/Burgeoning non-profit takes centerstage at campus talent show

Burgeoning non-profit takes centerstage at campus talent show

Thornton embraces a child from Jinja, Uganda. Photo courtesy of Mika Thornton

On Thursday, Nov. 6, Palmer Hall was filled with music and spoken word poetry as up-and-coming charitable organization Tendo Ministries hosted their first talent show.  

According to the group’s mission statement found on their website, “Tendo Ministries stands to connect the children of Uganda with resources of hope, education and abundant life through sustainability projects and by making disciples of all nations.”  

 Admission to the talent show was $1, and founder Mika Thornton, a senior communication studies major and Calera native, said the money raised will go toward supporting children living in an orphanage in Jinja, Uganda.  

Raina Verser took home first place with her original slam poetry pieces “Sunsets for Alex” and “Syllogism.”  

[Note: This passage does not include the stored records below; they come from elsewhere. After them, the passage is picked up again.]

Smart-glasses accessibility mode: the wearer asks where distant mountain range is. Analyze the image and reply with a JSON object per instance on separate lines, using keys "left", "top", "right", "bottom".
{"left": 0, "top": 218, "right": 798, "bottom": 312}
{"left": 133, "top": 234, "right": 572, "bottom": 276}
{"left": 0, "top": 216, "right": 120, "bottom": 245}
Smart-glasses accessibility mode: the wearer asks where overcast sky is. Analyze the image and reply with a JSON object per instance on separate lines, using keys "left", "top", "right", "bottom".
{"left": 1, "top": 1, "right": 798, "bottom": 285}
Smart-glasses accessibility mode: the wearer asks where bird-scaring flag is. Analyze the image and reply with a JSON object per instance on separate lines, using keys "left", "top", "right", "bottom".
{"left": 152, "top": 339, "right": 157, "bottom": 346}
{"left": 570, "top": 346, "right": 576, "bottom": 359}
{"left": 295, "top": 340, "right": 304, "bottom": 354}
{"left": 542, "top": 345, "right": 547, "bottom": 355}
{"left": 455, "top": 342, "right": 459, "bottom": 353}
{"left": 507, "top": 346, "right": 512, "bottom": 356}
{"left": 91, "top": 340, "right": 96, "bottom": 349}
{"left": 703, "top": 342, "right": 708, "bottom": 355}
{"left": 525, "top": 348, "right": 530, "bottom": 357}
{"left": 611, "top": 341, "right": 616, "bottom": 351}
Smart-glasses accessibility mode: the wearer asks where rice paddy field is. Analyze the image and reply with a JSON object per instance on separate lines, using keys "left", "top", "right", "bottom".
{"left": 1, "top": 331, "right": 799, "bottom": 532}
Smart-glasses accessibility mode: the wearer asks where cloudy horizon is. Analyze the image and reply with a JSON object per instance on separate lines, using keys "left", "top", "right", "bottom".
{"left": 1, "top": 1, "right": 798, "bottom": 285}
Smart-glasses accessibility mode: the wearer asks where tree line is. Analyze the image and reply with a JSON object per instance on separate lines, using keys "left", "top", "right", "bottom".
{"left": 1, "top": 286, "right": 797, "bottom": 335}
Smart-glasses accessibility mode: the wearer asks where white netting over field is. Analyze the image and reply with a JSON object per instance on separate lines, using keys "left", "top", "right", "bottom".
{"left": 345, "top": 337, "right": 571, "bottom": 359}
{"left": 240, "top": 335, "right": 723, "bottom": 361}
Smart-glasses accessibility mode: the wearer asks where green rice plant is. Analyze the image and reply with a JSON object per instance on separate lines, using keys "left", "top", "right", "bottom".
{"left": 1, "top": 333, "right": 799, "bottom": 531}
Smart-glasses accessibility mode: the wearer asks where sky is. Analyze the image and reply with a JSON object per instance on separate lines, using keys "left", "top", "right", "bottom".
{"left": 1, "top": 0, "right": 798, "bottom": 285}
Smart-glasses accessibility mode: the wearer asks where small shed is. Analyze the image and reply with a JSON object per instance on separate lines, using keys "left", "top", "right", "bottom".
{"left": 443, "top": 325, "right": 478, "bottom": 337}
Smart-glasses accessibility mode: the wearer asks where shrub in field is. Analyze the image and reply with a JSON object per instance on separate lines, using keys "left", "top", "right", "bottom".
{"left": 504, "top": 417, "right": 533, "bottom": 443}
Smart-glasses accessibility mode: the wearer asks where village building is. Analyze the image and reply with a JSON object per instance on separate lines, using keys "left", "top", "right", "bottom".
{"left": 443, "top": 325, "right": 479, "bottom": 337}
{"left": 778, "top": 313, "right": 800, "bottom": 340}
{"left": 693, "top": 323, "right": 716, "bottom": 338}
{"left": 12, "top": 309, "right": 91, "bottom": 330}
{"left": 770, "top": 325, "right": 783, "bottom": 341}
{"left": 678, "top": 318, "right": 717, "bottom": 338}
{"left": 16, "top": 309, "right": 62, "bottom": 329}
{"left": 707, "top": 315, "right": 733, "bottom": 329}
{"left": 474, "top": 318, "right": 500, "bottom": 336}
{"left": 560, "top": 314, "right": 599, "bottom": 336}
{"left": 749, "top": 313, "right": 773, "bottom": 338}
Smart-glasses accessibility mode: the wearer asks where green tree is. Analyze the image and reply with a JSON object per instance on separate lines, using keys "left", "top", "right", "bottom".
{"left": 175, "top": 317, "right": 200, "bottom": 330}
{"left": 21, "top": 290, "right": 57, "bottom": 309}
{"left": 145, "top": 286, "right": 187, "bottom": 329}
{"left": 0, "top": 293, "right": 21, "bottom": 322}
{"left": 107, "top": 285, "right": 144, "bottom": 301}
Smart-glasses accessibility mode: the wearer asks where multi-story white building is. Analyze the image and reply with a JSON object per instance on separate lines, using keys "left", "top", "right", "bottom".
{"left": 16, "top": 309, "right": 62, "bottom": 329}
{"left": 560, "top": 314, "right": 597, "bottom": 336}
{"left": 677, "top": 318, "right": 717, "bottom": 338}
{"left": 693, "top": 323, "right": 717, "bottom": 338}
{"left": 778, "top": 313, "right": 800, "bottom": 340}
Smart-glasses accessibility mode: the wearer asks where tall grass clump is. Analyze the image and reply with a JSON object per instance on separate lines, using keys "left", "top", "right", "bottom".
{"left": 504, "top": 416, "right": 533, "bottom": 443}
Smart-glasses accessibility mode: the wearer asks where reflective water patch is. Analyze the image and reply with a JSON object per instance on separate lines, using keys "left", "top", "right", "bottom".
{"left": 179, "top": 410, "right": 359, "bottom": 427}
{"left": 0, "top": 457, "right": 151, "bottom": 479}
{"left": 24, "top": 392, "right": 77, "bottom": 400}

“Honestly, I was nervous the whole time,” said Verser. “I was a nervous wreck in the few days leading up to this, but it feels good to share my love of poetry with other people.”  

Cameron Taylor took second place with a hip-hop dance performance.  

 Other performers included Mackenzie Mccreless, who sang a cover of “House of the Rising Sun,” Caitlin Smith, who sang Journey’s “Don’t Stop Believing,” Lavaun Thompson, who performed a choreographed dance, Marley Hall who sang “Safer” from a musical called “First Date,” and Katie Ozley, who performed original poetry.   

The show was emceed by Jonathan Everheart, a musical theater major from Huntsville, who stated that he believed every performer was very talented.   

 “It should have all been a tie,” said Everheart.  

Thornton founded Tendo Ministries in December of 2017, following a 10-week mission trip that she described as both humbling and inspiring.  

“There is a little girl in Uganda that I met about two years ago who inspired the entire organization, and her name is Tendo,” said Thornton. “I had the opportunity to meet and get to know people from local villages, so I wasn’t just working in [industrialized] areas. That’s how I met Tendo. She was living in a mud hut in a village deep in Jinja.” 

The talent show garnered approximately $50 of funding, which the organization intends to put toward the construction of a chicken coop in Jinja, just one part of a five-year sustainability plan. 

According to Thornton, not only will raising chickens provide the Jinja residents with food, but also jumpstart the town’s contributions to the local economy and give the children the opportunity to learn a lifelong skill.  

Independent from the talent show, Tendo Ministries also received a game-changing donation of $800 from Pates Chapel Baptist Church.  

Currently a pre-non-profit organization, Tendo Ministries anticipates receiving its official designation in March 2019.